There are several implications of this finding. First, because increasing assemblage size does not lead to increased prediction strength in large phytoplankton (including among diatoms; Figures 6c and 7c), field measurement programs ideally should continue to measure and identify all species in this size range individually. In order to predict the dynamics of large phytoplankton, each species should be considered independently of each other as it is more important to retain species‐specific information. Better predictions of large phytoplankton may be achieved by carefully evaluating external drivers and important variables for every species individually. In contrast, for the smallest phytoplankton, skillful predictions of integrated biomass of small phytoplankton might be achieved by measuring a few tens instead of all species (Figures 6a and 7a). This suggests that numerical models used for ecological prediction and forecasting, which typically resolve a few to as many as a hundred phytoplankton, may need to resolve even more biodiversity among the larger size classes (Dutkiewicz et al., 2015; Follows et al., 2007). Similarly, for field monitoring programs designed to detect (Widdicombe et al., 2010b) and forecast changes in marine ecosystems, an ideal sample design might focus taxonomic identification time on the larger taxa but allow some of the smaller, harder to identify taxa to be aggregated together. This could be done using automated or supervised quantification of machine classifiers (Orenstein et al., 2020) that are preferentially trained on larger taxa. The use of flow cytometry or similar flow‐through counting of smaller cells might also make monitoring programs more efficient without reducing the utility of data for forecasting changes in marine ecosystems.

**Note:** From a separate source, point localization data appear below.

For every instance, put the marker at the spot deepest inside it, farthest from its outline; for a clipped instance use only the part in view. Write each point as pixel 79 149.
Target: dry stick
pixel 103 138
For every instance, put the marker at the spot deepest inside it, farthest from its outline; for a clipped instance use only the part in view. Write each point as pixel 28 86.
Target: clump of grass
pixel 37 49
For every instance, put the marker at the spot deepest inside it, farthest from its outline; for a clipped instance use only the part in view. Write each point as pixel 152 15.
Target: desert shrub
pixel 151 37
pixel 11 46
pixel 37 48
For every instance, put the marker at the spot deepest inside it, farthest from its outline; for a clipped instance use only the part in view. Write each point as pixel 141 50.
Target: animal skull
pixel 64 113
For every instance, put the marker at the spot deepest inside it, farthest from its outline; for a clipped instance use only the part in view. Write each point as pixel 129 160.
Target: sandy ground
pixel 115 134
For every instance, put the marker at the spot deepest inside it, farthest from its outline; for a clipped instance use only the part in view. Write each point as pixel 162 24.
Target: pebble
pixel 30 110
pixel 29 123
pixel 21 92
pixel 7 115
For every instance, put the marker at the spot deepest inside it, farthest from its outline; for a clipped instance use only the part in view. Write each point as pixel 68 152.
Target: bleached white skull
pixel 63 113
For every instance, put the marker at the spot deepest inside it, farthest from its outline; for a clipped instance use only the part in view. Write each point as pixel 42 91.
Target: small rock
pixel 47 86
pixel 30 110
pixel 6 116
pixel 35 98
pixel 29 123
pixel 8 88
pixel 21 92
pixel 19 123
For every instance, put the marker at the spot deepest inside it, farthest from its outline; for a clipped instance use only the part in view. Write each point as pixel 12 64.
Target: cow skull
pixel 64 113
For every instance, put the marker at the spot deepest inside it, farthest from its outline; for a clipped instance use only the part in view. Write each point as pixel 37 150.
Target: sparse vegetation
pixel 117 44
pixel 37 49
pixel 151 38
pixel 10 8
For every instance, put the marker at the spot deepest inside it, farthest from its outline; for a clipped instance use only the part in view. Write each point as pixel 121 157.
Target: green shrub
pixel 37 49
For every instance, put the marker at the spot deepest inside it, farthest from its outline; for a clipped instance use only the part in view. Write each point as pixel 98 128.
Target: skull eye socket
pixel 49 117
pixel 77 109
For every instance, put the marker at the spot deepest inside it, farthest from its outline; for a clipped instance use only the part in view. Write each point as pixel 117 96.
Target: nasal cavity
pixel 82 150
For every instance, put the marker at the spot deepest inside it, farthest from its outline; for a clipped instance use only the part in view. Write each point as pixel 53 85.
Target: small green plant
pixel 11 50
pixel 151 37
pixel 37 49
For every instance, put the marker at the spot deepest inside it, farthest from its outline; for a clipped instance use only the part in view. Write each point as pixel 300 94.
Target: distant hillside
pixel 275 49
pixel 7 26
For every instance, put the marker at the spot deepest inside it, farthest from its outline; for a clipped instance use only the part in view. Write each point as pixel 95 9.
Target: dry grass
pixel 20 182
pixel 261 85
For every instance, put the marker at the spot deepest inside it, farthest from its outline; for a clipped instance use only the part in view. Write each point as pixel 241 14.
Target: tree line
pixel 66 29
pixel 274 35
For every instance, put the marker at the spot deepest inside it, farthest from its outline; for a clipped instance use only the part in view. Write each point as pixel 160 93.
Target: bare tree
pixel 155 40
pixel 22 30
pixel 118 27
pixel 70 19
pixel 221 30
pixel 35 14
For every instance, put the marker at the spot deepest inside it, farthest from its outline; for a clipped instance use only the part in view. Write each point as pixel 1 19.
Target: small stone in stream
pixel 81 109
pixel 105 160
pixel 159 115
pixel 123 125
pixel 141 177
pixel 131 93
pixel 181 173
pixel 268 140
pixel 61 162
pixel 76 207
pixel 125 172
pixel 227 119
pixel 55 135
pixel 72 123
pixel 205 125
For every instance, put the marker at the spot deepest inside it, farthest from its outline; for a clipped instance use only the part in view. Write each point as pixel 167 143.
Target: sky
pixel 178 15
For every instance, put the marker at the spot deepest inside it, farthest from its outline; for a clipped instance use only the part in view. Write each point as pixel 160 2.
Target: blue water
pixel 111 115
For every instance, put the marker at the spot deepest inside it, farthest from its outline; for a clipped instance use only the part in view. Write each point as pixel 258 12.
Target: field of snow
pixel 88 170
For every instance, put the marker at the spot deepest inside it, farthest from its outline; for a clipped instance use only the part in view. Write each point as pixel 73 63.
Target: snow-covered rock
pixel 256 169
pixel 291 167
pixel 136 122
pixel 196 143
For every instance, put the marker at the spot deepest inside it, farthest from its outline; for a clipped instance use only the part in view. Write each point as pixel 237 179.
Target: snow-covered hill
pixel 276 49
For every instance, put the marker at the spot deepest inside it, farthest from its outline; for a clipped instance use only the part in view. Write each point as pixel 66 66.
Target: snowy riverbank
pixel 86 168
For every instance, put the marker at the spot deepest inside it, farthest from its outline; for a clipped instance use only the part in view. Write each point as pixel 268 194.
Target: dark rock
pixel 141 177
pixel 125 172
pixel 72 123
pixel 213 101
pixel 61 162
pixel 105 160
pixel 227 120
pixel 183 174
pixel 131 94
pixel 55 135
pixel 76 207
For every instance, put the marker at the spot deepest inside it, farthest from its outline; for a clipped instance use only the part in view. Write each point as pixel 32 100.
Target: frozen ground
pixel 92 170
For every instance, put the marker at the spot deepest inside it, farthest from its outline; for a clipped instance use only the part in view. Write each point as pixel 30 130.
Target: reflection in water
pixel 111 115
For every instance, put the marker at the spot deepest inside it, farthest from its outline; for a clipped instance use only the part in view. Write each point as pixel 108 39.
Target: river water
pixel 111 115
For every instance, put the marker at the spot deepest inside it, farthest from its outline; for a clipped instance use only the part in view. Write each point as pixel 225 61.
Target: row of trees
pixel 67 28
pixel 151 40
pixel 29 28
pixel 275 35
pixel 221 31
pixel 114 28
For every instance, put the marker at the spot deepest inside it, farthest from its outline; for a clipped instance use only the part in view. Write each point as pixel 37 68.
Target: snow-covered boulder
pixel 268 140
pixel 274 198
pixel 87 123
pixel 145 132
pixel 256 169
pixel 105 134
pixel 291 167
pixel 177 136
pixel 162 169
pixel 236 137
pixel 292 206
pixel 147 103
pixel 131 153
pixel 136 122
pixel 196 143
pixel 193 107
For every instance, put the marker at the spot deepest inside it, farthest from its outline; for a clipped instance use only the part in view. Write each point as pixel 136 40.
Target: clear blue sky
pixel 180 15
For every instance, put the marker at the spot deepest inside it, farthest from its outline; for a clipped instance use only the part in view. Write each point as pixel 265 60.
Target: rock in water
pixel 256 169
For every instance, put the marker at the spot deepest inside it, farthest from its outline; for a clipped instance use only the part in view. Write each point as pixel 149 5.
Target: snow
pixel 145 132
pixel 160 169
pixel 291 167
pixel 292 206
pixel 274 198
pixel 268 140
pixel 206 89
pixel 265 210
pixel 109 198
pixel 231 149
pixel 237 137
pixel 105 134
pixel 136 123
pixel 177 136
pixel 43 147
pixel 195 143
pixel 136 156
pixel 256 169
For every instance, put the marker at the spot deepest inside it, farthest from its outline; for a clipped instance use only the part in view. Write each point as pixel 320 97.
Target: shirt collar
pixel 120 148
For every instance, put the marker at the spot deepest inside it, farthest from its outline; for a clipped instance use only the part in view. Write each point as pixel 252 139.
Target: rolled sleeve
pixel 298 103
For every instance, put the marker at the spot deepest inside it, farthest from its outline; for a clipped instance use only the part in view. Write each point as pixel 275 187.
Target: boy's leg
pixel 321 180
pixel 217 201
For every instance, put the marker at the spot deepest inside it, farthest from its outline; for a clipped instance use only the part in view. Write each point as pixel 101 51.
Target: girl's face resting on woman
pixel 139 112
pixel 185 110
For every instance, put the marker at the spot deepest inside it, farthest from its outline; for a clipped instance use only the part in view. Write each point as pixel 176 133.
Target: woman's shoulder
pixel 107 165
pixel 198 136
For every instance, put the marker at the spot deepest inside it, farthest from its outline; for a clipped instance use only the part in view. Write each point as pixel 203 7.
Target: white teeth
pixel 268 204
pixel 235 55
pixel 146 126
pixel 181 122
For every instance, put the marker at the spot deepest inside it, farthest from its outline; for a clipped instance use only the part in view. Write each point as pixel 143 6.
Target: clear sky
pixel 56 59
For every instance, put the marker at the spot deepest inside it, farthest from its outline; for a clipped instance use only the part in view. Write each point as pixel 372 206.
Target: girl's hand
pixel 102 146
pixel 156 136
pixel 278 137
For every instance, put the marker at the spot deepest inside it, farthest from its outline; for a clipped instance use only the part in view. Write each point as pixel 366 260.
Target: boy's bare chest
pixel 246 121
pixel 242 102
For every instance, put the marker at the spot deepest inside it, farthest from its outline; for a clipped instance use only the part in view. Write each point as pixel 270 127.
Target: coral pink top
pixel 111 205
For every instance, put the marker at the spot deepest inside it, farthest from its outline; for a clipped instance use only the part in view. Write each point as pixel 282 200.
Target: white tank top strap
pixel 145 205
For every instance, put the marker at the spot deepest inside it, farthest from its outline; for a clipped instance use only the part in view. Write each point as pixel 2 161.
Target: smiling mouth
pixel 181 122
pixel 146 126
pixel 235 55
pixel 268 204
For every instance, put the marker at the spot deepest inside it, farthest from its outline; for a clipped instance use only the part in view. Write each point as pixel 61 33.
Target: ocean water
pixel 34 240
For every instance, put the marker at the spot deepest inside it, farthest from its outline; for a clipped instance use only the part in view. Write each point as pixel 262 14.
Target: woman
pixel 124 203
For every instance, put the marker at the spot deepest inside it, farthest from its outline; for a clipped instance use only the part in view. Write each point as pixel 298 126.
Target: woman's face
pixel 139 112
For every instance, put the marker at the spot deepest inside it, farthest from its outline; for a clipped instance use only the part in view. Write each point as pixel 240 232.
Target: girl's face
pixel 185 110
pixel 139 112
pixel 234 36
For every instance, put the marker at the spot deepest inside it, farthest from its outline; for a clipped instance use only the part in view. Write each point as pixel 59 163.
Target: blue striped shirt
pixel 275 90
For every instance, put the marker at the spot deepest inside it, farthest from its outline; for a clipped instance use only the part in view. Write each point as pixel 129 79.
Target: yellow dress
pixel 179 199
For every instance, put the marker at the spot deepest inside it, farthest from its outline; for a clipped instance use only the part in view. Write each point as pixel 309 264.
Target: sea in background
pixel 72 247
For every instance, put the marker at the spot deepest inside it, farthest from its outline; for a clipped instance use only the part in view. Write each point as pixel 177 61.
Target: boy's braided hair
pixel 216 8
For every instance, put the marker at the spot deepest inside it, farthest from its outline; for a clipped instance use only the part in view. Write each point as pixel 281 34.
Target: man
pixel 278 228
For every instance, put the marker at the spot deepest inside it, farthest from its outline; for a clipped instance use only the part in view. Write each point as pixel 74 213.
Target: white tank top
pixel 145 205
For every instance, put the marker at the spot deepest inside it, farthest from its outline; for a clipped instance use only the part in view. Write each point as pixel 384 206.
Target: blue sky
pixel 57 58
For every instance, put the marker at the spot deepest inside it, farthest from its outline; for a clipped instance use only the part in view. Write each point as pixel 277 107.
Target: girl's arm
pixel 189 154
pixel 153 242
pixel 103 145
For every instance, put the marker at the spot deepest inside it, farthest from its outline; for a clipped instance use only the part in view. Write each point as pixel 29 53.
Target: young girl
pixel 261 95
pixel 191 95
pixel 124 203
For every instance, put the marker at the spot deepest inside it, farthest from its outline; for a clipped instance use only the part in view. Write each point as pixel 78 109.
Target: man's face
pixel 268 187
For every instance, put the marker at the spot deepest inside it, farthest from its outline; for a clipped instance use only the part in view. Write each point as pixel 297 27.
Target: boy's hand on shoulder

3.4. Study limitations and future directions
Here, we discuss several methodological choices that influence our results. First, we chose to forecast using aggregated data across multiple species, as this is a common feature of many oceanographic and ecological observations. However, in certain cases and systems, aggregating the forecasts of individual species may be more appropriate, for example, if a particular species has disproportionate impacts, such as for harmful algal bloom taxa (Trainer et al., 2012). Second, we used all raw time series from the L4 database which varied in taxonomic resolution (e.g., size‐fractionated class like “Phytoflagellates 2 μm” and genera like Chaetoceros spp.). It is likely that the actual predictability of some assemblages might either increase or decrease due to the inclusion of time series with a lower taxonomic resolution. Future studies may consider quantifying this effect by differentiating predictability across different levels of aggregation. Finally, we chose to use monthly data for our analyses, though considerable phytoplankton dynamics exist at higher frequency. This choice reflected practical considerations regarding data availability, and we were unable to detect any high‐frequency dynamics as a result; however, future studies should address how data collection frequency influences predictability.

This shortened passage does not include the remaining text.